The Gold Price ticked down to $1382 per ounce in quiet London trade on Thursday, little changed for the week so far, as European shares also held flat in very thin dealing.
Silver Prices held at the lower end of this week's 40-cent range below $29.50 an ounce.
US crude oil contracts meantime slipped back below the $91 per barrel hit overnight in Asian dealing.
"Chinese buying was seen in gold and platinum," says a Hong Kong dealer.
But the Gold Price "is likely to be range bound" until New Year, says Ong Yi Ling at Phillip Futures in Singapore to Reuters.
Christmas and New Year holidays over the next week mean "It will be pretty difficult for gold to actually master sufficient momentum to move above the $1,400 level."

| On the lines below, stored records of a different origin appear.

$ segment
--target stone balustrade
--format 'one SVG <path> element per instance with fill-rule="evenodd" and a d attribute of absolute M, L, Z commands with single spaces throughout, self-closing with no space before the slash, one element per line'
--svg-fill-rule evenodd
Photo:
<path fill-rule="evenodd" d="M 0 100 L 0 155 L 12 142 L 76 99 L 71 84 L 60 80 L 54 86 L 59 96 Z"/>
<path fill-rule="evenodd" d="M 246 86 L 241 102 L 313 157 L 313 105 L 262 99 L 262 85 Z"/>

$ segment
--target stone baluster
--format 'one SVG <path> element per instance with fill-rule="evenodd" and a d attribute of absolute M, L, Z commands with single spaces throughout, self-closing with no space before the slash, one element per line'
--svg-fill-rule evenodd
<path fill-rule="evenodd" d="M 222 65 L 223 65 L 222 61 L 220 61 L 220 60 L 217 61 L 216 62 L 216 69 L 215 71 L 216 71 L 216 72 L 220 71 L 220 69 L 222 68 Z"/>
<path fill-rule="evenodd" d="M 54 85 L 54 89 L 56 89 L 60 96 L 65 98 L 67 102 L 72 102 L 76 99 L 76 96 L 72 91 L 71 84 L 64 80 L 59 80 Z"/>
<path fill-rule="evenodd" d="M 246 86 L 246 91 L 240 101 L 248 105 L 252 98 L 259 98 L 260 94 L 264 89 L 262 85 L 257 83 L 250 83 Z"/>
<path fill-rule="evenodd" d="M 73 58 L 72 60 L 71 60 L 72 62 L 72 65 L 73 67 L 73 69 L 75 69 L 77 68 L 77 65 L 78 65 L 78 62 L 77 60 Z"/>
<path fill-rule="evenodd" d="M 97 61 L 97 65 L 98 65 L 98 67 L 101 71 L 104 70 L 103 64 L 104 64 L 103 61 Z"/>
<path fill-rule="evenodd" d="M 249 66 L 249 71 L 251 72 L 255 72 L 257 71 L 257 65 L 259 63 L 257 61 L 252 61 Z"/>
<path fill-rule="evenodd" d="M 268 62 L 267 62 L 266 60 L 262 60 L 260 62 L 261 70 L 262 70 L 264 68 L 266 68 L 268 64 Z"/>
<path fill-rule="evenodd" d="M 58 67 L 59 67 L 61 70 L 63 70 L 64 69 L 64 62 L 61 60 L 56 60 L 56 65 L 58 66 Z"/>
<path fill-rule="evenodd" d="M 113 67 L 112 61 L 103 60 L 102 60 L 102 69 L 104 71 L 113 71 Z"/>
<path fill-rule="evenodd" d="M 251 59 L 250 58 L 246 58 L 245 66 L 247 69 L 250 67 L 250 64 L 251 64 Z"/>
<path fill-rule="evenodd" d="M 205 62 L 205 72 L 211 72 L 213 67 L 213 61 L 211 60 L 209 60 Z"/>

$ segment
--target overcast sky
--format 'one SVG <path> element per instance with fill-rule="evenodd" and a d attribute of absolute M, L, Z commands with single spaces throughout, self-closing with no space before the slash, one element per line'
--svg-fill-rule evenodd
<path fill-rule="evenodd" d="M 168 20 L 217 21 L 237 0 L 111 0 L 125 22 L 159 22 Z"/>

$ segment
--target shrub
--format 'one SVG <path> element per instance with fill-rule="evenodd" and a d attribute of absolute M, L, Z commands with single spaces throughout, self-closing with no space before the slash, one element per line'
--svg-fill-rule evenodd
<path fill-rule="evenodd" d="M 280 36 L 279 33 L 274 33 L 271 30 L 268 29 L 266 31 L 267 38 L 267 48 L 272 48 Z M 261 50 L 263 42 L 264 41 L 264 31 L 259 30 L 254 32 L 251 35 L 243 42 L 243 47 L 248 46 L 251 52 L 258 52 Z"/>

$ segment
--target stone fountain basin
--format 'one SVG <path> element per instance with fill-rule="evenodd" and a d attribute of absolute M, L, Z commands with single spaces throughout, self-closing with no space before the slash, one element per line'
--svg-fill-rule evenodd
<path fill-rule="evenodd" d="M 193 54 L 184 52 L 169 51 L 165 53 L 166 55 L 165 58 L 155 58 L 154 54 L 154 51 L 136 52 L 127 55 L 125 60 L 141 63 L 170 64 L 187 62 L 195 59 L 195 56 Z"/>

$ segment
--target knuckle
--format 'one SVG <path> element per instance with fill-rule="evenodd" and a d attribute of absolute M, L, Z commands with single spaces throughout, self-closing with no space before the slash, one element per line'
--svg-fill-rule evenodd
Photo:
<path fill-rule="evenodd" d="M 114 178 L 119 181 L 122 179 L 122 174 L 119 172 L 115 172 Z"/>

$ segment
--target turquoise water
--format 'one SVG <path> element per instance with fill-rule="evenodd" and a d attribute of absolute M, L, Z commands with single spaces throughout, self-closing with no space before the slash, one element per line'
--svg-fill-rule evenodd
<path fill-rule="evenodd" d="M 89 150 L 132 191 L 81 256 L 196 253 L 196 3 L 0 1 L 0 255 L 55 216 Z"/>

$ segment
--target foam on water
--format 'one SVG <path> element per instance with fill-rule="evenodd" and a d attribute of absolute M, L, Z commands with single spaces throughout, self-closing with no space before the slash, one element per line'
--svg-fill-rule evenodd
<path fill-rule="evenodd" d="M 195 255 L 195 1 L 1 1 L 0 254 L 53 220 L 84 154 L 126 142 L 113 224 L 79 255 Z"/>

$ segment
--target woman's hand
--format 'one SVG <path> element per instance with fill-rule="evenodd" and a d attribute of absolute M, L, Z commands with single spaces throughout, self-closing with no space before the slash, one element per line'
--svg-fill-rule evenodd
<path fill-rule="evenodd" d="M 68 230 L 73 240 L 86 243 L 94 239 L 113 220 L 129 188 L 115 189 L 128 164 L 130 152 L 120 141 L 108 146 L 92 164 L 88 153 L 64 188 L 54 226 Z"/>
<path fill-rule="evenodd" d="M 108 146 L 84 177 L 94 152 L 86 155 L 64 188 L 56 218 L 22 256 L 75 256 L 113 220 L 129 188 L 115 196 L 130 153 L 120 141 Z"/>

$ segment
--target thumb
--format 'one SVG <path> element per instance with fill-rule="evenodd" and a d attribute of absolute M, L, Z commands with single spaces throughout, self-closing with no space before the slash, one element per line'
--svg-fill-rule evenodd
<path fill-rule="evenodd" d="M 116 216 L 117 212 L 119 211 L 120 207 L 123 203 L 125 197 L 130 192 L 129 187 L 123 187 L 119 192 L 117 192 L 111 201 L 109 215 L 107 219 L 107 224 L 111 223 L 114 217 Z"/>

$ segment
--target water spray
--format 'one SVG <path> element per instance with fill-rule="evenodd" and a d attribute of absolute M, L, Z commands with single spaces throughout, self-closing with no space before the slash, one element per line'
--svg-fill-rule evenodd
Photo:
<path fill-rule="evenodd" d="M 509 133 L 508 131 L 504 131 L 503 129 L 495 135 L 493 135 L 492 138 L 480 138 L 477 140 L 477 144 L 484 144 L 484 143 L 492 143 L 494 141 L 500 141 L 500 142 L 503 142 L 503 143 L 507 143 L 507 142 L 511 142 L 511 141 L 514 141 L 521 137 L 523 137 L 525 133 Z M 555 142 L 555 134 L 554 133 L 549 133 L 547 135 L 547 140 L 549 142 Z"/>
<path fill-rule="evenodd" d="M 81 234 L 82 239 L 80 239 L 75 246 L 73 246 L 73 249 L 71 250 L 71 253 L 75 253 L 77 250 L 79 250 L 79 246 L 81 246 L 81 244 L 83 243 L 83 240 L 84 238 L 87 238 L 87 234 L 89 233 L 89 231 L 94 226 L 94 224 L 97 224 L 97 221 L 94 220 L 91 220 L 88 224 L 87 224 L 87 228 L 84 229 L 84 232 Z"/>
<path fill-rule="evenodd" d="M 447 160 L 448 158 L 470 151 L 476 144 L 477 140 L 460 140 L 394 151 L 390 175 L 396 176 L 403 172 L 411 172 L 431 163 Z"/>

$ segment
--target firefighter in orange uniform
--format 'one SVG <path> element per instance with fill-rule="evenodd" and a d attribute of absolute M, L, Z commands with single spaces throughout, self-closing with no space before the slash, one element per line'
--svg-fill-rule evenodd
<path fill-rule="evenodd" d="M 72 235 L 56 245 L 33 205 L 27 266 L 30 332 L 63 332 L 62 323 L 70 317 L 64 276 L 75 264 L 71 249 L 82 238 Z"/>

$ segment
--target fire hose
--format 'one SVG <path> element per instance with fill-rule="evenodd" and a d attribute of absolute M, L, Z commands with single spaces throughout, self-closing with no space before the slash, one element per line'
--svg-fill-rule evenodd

Like Japan's stock market, Tokyo's Gold Futures exchange was today closed for a national holiday. Other Asian stock markets closed the day lower.
On the forex market, the British Pound bounced from yesterday's new 3-month low to the Dollar, edging the Gold Price in Sterling back below £900 an ounce.

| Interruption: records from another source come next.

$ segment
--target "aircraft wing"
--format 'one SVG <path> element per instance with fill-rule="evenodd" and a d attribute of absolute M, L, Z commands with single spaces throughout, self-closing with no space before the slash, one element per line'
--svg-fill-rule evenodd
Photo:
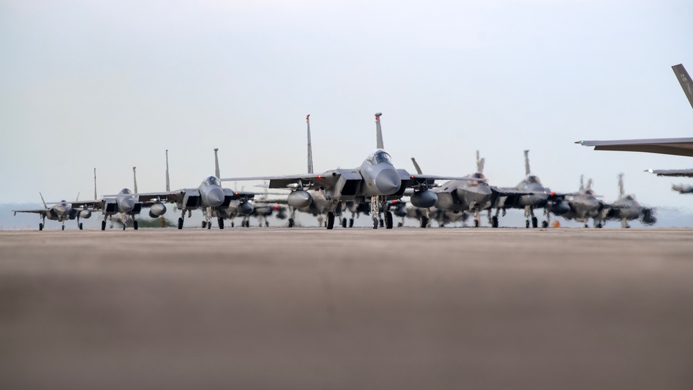
<path fill-rule="evenodd" d="M 693 169 L 648 169 L 645 171 L 658 176 L 673 178 L 693 178 Z"/>
<path fill-rule="evenodd" d="M 331 188 L 337 183 L 341 176 L 341 169 L 335 169 L 323 173 L 299 173 L 280 176 L 253 176 L 248 178 L 228 178 L 221 181 L 268 180 L 268 188 L 288 188 L 293 185 L 301 183 L 304 188 L 316 189 Z"/>
<path fill-rule="evenodd" d="M 576 141 L 575 143 L 583 146 L 594 146 L 595 151 L 645 152 L 693 157 L 693 138 Z"/>

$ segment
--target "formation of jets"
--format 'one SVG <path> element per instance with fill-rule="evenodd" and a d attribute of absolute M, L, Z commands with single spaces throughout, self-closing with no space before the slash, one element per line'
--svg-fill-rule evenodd
<path fill-rule="evenodd" d="M 693 107 L 693 85 L 687 72 L 682 65 L 672 68 Z M 380 112 L 375 114 L 376 149 L 368 155 L 359 167 L 353 169 L 337 168 L 318 173 L 314 172 L 310 115 L 308 115 L 306 117 L 307 171 L 305 173 L 221 178 L 219 149 L 215 149 L 214 176 L 205 178 L 197 187 L 171 191 L 166 151 L 165 191 L 139 193 L 135 176 L 134 191 L 123 188 L 117 194 L 98 198 L 94 169 L 94 199 L 78 201 L 78 200 L 74 202 L 63 200 L 46 203 L 41 195 L 43 209 L 13 211 L 15 215 L 17 212 L 40 214 L 42 221 L 39 230 L 43 230 L 46 219 L 61 222 L 63 230 L 66 221 L 76 219 L 81 230 L 80 219 L 89 218 L 92 213 L 99 212 L 103 218 L 101 230 L 105 229 L 107 221 L 112 222 L 114 218 L 120 220 L 123 230 L 128 222 L 137 229 L 135 216 L 142 209 L 148 209 L 151 218 L 162 217 L 167 211 L 166 204 L 173 205 L 174 210 L 180 212 L 178 219 L 178 229 L 183 228 L 186 214 L 189 218 L 192 212 L 196 210 L 201 210 L 204 217 L 202 227 L 208 229 L 212 228 L 215 219 L 220 229 L 224 228 L 225 219 L 232 221 L 232 221 L 237 217 L 243 218 L 243 226 L 249 226 L 248 218 L 251 216 L 268 224 L 266 219 L 275 211 L 280 219 L 288 217 L 290 228 L 295 226 L 296 213 L 303 212 L 317 217 L 318 223 L 324 224 L 327 229 L 334 227 L 336 219 L 343 228 L 352 227 L 354 218 L 358 218 L 361 214 L 370 215 L 374 229 L 393 228 L 395 217 L 402 218 L 398 226 L 404 225 L 406 218 L 418 219 L 421 228 L 429 226 L 431 221 L 437 222 L 440 226 L 456 222 L 466 226 L 468 219 L 471 218 L 473 226 L 478 227 L 481 215 L 484 212 L 488 214 L 489 225 L 497 228 L 499 217 L 505 216 L 508 209 L 524 210 L 525 227 L 528 228 L 539 226 L 538 219 L 535 215 L 537 210 L 542 212 L 545 217 L 541 221 L 542 228 L 549 226 L 551 214 L 577 221 L 584 223 L 585 227 L 588 226 L 590 219 L 594 221 L 595 228 L 601 228 L 609 220 L 620 221 L 622 228 L 629 227 L 628 221 L 636 219 L 646 225 L 656 222 L 652 209 L 640 205 L 634 196 L 625 194 L 622 173 L 618 177 L 619 198 L 612 203 L 604 202 L 594 194 L 591 179 L 585 186 L 582 177 L 577 191 L 556 193 L 545 187 L 539 178 L 531 173 L 529 151 L 524 151 L 525 177 L 515 187 L 490 185 L 484 174 L 484 159 L 479 157 L 478 151 L 477 171 L 463 176 L 424 174 L 414 158 L 411 160 L 416 173 L 397 169 L 384 146 L 381 116 Z M 594 146 L 595 150 L 693 156 L 693 138 L 579 141 L 576 143 Z M 135 167 L 132 170 L 133 175 L 136 174 Z M 649 171 L 661 176 L 693 177 L 693 169 L 651 169 Z M 246 180 L 263 180 L 268 183 L 267 188 L 288 192 L 280 198 L 269 201 L 266 198 L 268 195 L 266 192 L 238 192 L 223 185 L 226 181 Z M 682 194 L 693 193 L 691 186 L 675 185 L 674 189 Z M 256 198 L 257 196 L 264 197 L 260 200 Z M 288 215 L 285 212 L 287 207 Z M 347 212 L 351 213 L 348 221 Z"/>

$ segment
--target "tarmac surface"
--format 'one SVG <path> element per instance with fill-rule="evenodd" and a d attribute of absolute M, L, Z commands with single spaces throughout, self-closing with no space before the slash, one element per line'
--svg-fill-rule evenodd
<path fill-rule="evenodd" d="M 693 230 L 0 232 L 0 389 L 690 389 Z"/>

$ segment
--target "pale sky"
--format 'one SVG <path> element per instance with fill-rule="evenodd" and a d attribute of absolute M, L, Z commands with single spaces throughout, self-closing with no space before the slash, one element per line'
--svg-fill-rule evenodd
<path fill-rule="evenodd" d="M 693 137 L 672 65 L 693 74 L 690 0 L 0 0 L 0 203 L 222 176 L 359 166 L 382 112 L 394 164 L 490 183 L 594 180 L 655 206 L 693 205 L 648 168 L 693 159 L 594 151 L 579 139 Z M 246 185 L 246 189 L 252 185 Z"/>

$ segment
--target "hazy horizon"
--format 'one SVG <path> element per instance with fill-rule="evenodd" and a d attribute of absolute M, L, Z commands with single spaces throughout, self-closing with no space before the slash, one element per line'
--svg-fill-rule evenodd
<path fill-rule="evenodd" d="M 384 145 L 396 167 L 490 183 L 533 173 L 558 192 L 594 180 L 652 206 L 690 207 L 686 179 L 644 169 L 693 160 L 594 151 L 580 139 L 693 136 L 671 67 L 693 71 L 693 3 L 544 0 L 195 3 L 0 1 L 0 203 L 164 189 L 221 176 L 360 164 Z M 254 183 L 239 184 L 249 188 Z M 229 184 L 229 185 L 232 185 Z"/>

The Euro held steady against the Dollar and Yen, but fell to a fresh record low versus the Swiss Franc in Asian trade, with dealers reporting local "central bank trading" amid the drop.
The Gold Price in Euros has risen more than 38% so far in 2010. The Gold Price in Swiss Francs has also hit record highs.

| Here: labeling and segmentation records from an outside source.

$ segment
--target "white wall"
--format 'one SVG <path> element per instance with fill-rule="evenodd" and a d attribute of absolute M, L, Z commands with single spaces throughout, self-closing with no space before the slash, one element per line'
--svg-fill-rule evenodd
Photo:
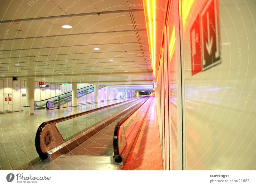
<path fill-rule="evenodd" d="M 44 82 L 49 85 L 49 88 L 40 88 L 39 82 L 34 82 L 34 100 L 38 101 L 50 98 L 72 90 L 72 84 L 67 85 L 59 84 L 51 84 Z M 77 84 L 77 88 L 80 88 L 91 85 L 91 84 L 81 83 Z M 0 112 L 15 111 L 23 110 L 23 106 L 26 105 L 26 97 L 22 97 L 26 95 L 26 89 L 24 87 L 25 80 L 12 81 L 12 79 L 0 80 Z M 4 94 L 12 94 L 12 104 L 5 105 Z M 71 104 L 67 104 L 67 106 L 71 106 Z"/>

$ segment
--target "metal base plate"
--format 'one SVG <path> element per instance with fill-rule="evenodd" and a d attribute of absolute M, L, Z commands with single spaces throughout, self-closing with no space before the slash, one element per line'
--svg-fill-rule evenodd
<path fill-rule="evenodd" d="M 123 166 L 110 164 L 109 156 L 64 154 L 51 162 L 38 162 L 26 170 L 121 170 Z"/>

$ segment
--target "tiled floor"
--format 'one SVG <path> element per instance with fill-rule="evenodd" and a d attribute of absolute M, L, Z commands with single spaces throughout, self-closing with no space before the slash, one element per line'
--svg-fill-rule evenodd
<path fill-rule="evenodd" d="M 23 112 L 0 114 L 0 170 L 24 170 L 39 161 L 35 137 L 43 122 L 124 100 L 119 99 L 77 107 L 35 110 L 35 114 L 31 116 L 24 115 Z"/>
<path fill-rule="evenodd" d="M 123 170 L 163 170 L 155 104 L 154 99 Z"/>

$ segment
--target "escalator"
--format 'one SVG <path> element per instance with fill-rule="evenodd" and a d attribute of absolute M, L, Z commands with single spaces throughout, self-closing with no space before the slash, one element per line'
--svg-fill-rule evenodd
<path fill-rule="evenodd" d="M 97 169 L 95 164 L 98 161 L 107 167 L 110 162 L 116 166 L 123 164 L 149 110 L 151 98 L 141 97 L 42 123 L 35 145 L 42 161 L 33 168 L 44 170 L 48 165 L 54 169 L 51 162 L 58 164 L 62 158 L 74 165 L 79 165 L 81 158 L 94 162 L 92 168 L 88 167 L 89 163 L 86 167 L 78 168 L 83 170 Z"/>
<path fill-rule="evenodd" d="M 99 86 L 98 89 L 102 89 L 105 86 Z M 94 91 L 94 85 L 92 85 L 85 87 L 77 89 L 77 98 L 82 97 Z M 60 94 L 60 105 L 63 105 L 72 101 L 72 91 L 70 91 Z M 58 96 L 56 96 L 50 98 L 34 102 L 35 109 L 49 109 L 50 108 L 58 107 L 59 103 Z"/>

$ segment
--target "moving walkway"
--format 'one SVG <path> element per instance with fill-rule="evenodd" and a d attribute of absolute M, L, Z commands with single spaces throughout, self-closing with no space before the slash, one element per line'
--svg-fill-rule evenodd
<path fill-rule="evenodd" d="M 105 86 L 100 86 L 99 89 L 102 89 Z M 92 85 L 77 89 L 77 98 L 84 96 L 85 95 L 94 92 L 94 85 Z M 60 95 L 60 105 L 63 105 L 72 101 L 72 91 L 69 91 Z M 50 98 L 34 102 L 35 108 L 36 109 L 42 109 L 51 108 L 57 107 L 58 105 L 58 96 L 56 96 Z"/>
<path fill-rule="evenodd" d="M 120 169 L 151 98 L 141 97 L 43 123 L 35 140 L 41 162 L 31 170 Z"/>

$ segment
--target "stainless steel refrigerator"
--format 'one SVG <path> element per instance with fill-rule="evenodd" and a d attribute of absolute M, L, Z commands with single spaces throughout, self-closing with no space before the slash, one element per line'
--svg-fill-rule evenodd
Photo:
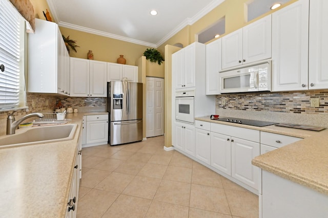
<path fill-rule="evenodd" d="M 142 83 L 108 82 L 107 111 L 111 145 L 142 140 Z"/>

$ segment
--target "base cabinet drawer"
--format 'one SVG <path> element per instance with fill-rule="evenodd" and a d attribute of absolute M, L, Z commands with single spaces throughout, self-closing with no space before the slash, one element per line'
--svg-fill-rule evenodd
<path fill-rule="evenodd" d="M 300 138 L 262 131 L 260 133 L 260 137 L 261 144 L 263 144 L 276 148 L 281 147 L 302 139 Z"/>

"It looks as if the SNB will have to revoke its decision to stop intervening," says Steven Barrow, chief currency strategist at Standard Bank in London today.
The Swiss National Bank's version of quantitative easing saw it create new money this spring, actively sellin Francs to buy Euros in a bid to support its neighboring economies' currency.
"The Bank has already admitted that [Swiss economic] growth in 2011 will be one percentage point below the likely 2010 rate," Barrow says. "It has also had to nudge down its inflation forecasts, with the 0.4% rate seen for 2011 perilously close to outright deflation."
Here in the UK, Bank of England policy-maker Paul Fisher forecasts a possible return to recession in 2011, adding that further quantitative easing may be used – creating new money to buy and support government bond prices – if an "external shock" hits the economy.
"If you are going to do some you should do it confidently and of a reasonable size," Fisher tells The Telegraph in an interview.
US investors last week withdrew a 2-year record of $8.6 billion from mutual bond funds, according to data from the Investment Company Institute.
Treasury bonds today held flat in Asian and early European trade, but German and UK government bonds both ticked higher, nudging interest rates further down from last week's multi-month highs.
Commenting on Wednesday's news that the International Monetary Fund has completed its 403-tonne Gold Bullion sale, "The fact that the IMF could sell over 400 tons of gold in such a short space of time, with no market disruption, demonstrates how deep and liquid the gold market is," says Natalie Dempster, now director of Government Affairs for market-development group the World Gold Council.
"It also reflects the fact that the majority of gold sales were conducted off market with central banks."